Subtitles section Play video
Welcome to Mining Massive Datasets.
I'm Anand Rajaraman and today's topic is Map-Reduce.
In the last few years Map-Reduce has emerged as a leading paradigm for
mining really massive data sets.
But before we get into Map-Reduce proper, let's spend a few minutes trying to
understand why we need Map-Reduce in the first place.
Let's start with the basics.
Now we're all familiar with the basic computational model of CPU and
memory, right?
The algorithm runs on the CPU, and accesses data that's in memory.
Now we may need to bring the data in from disk into memory, but
once the data is in memory, fits in there fully.
So you don't need to access disk again, and
the algorithm just runs in the data that's on memory.
Now there's a familiar model that we use to implement all kinds of algorithms, and
machined learning, and statistics.
And pretty much everything else.
All right?
Now, what happened to the data is so
big, that it can't all fit in memory at the same time.
That's where data mining comes in.
And classical data mining algorithms.
Look at the disk in addition to looking at CPU and memory.
So the data's on disk,
you can only bring in a portion of the data into memory at a time.
And you can process it in batches, and you know, write back results to disk.
And this is the realm of classical data mining algorithms.
But sometimes even this is not sufficient.
Let's look at an example.
So think about Google, crawling and indexing the web, right?
Let's say, google has crawled 10 billion web pages.
And let's further say, that the average size of a web page is 20 KB.
Now, these are representative numbers from real life.
Now if you take ten billion webpages, each of 20 KB,
you have, total data set size of 200 TB.
Now, when you have 200 TB, let's assume that they're using
the classical computational model, classical data mining model.
And all this data is stored on a single disk, and
we have read tend to be processed inside a CPU.
Now the fundamental limitation here is the bandwidth,
the data bandwidth between the disk and the CPU.
The data has to be read from the disk into the CPU, and
the disk read bandwidth for most modern SATA disk representative number.
Is around 50MB a second.
So, so we can read data at 50MB a second.
How long does it take to read 200TB at 50MB a second?
Can do some simple math, and
the answer is 4 million seconds which is more than 46 days.
Remember, this is an awfully long time, and
is just the time to read the data into memory.
To do something useful with the data, it's going to take even longer.
Right, so clearly this is unacceptable.
You can't take four to six days just to read the data.
So you need a better solution.
Now the obvious thing that you think of is that it can split the data into chunks.
And you can have multiple disks and CPUs.
you, you stripe the data across multiple disks.
And you can read it, and, and process it in parallel in multiple CPUs.
That will cut down, this time by a lot.
For example, if you had a 1,000 disks and CPUs, in four thousa-,
4 million seconds.
And we were completely in parallel, in 4 million seconds, you could do the job in,
4 million by 1,000, which is 4,000 seconds.
And that's just about an hour which is, which is very acceptable time.
Right?
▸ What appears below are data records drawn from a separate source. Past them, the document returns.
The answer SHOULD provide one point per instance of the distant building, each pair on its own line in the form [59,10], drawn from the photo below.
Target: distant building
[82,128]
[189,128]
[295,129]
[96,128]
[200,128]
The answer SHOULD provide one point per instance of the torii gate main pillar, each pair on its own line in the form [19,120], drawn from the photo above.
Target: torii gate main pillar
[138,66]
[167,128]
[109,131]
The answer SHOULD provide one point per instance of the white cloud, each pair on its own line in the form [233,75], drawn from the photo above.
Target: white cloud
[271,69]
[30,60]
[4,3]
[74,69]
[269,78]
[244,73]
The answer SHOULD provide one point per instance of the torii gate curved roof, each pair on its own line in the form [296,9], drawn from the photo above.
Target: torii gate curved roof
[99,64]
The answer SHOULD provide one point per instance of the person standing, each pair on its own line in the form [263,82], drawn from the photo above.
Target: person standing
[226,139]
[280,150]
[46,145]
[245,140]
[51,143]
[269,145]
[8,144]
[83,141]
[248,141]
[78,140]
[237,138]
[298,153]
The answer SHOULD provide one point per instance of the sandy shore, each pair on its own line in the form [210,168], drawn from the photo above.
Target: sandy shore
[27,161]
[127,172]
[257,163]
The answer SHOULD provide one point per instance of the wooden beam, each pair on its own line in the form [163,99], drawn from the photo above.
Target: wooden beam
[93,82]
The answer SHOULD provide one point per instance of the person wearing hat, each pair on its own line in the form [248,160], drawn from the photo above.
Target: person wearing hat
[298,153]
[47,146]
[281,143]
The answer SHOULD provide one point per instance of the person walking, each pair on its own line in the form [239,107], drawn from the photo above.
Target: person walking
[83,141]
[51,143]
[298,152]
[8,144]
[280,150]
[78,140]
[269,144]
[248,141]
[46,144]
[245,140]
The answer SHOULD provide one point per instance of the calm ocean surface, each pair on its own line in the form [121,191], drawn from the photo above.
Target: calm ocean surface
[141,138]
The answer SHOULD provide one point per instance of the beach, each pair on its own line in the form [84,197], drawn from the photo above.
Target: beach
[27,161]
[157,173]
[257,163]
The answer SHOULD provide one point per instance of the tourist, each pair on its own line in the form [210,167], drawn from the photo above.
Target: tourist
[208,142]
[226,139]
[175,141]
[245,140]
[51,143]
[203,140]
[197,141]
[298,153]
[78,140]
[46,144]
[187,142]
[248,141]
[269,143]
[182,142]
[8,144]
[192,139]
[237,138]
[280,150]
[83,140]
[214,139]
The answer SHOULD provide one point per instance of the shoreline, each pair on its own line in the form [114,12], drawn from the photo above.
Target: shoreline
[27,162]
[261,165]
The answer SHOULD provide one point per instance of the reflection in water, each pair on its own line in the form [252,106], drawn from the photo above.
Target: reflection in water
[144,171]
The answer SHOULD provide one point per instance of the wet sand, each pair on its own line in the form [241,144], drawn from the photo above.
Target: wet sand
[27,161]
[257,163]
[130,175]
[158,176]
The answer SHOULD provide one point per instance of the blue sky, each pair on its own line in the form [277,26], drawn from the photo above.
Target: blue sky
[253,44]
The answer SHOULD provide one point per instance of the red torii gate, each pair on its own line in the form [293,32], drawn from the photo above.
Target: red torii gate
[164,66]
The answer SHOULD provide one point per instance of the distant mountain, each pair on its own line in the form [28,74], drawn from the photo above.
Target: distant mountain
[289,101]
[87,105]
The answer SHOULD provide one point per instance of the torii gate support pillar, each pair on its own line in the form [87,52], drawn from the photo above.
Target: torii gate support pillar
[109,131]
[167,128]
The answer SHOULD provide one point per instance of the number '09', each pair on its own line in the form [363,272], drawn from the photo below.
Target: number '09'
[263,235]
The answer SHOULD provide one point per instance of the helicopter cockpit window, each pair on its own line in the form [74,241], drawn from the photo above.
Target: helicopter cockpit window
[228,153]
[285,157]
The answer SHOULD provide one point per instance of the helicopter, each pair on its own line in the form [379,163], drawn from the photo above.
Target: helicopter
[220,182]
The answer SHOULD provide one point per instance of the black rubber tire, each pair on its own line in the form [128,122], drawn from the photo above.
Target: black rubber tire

So
this is the fundamental idea behind the idea of cluster computing.
Right? And this is,
this tiered architecture that has emerged for
cluster computing is something like this.
You have the racks consisting of commodity Linux nodes.
As you go with commodity Linux nodes because they are very cheap.
And you can, you can buy thousands and thousands of them and, and rack them up.
you, you have many of these racks.
Each rack has 16 to 64 of these commodity Linux nodes and
these nodes are connected by a switch.
and, the, the, the switch in a rack is typically a gigabit switch.
So there's 1 Gbps bandwidth between any pair of nodes in rack.
Of course 16 to 64 nodes is not sufficient.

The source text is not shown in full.